On these facts, Berry is not without risk that the PBGC might act, but there is nothing tilting in that direction. Ultimately, the PBGC has concerns and some disagreement with the actuarial approach of the parties, but it had no present intention to take any action and, at most, merely did what it had every right to do: preserve its options. Nothing suggests that the PBGC was "intending to press the issue . . . before a third party." In this context and with the background of the dispute, that position is not one of threat. As noted, that Berry agreed to accept some risk is confirmed by its failure to require a "no further action" letter as a condition precedent to its assumption of responsibility for the Rexam Pension Plan.

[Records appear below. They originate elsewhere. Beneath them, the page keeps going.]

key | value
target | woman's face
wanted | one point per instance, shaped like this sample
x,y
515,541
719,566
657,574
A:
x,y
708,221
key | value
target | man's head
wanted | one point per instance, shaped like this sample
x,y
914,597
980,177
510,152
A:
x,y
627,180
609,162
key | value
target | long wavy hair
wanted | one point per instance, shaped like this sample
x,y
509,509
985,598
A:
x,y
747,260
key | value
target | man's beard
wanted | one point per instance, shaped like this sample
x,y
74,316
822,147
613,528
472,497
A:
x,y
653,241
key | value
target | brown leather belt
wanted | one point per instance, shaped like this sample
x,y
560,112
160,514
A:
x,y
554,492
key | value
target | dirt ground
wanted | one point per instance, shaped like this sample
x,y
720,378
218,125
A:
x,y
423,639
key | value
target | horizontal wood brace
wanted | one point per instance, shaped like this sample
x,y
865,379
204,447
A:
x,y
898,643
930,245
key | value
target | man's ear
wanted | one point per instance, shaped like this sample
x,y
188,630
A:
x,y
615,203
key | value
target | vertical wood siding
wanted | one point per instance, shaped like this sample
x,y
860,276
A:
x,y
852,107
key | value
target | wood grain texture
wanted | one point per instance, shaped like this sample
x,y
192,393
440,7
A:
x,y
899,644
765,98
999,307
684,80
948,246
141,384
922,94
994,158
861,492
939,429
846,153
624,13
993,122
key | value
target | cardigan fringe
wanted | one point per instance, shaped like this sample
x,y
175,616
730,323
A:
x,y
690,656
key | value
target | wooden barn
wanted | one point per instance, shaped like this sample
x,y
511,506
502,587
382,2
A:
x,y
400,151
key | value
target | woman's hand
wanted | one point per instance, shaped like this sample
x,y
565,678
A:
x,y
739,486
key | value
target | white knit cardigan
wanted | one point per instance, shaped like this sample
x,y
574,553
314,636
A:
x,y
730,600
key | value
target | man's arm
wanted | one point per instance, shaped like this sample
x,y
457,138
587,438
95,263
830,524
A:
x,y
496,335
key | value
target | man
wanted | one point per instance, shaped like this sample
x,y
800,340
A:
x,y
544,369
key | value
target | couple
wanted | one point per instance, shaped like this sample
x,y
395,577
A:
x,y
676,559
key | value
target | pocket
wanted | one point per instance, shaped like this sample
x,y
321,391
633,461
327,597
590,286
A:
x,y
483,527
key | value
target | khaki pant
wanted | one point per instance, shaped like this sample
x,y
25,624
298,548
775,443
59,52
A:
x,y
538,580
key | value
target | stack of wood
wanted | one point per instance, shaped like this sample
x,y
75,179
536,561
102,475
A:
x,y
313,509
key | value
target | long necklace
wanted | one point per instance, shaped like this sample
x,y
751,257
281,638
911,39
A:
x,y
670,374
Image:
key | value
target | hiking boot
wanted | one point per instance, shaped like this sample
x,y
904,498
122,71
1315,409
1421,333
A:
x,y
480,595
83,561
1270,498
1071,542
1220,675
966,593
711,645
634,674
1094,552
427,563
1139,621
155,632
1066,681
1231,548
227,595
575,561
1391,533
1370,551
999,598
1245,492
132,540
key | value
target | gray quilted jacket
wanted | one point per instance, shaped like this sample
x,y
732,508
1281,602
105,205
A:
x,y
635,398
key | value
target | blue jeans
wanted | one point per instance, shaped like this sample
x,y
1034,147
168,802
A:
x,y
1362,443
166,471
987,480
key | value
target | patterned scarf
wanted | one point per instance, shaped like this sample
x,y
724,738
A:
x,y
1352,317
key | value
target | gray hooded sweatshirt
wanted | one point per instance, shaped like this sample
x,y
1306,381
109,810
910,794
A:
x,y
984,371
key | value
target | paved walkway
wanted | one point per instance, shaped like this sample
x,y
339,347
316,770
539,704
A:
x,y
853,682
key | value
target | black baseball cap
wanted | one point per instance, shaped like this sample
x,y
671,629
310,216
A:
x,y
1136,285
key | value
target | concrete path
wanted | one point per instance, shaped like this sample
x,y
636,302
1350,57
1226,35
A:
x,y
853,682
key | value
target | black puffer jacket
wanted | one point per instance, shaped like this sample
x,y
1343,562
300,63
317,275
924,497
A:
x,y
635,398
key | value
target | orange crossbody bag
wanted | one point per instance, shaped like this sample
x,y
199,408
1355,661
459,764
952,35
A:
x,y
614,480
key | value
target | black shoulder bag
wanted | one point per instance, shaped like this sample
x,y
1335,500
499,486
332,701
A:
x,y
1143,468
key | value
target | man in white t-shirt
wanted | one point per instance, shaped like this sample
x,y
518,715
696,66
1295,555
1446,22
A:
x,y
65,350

See supra note 27 and accompanying text.
The standard to which Berry and Rexam agreed is not whether it is possible that the PBGC will elect to enforce. The parties seemingly sought to avoid such speculation. Instead, they agreed upon "threatened" and, while Berry's apprehension is certainly understandable, the PBGC did not threaten to take action. It is a fine line, but sometimes fine lines must be drawn.
Accordingly, judgment on the pleadings will be entered in favor of Rexam and against Berry.
Berry suggests that Rexam cannot be entitled to judgment on the pleadings because there are facts that need to be developed. If the question were simply: what is the PBGC going to do?—then discovery might be necessary. The focus, however, as framed by the Side Letter, is on whether the PBGC "threatened" to take action, and that is to be determined by the communications from the PBGC and actions of the PBGC. The Side Letter is not ambiguous, and the issue is dependent upon an objective assessment of the PBGC's conduct, not a subjective evaluation of what it might be thinking. Thus, judgment on the pleadings is appropriate, and Berry's motion for summary judgment must be denied. In short, there are no disputed material facts that obstruct the grant of judgment in this instance. --------
Counsel are requested to confer and to submit an implementing form of order.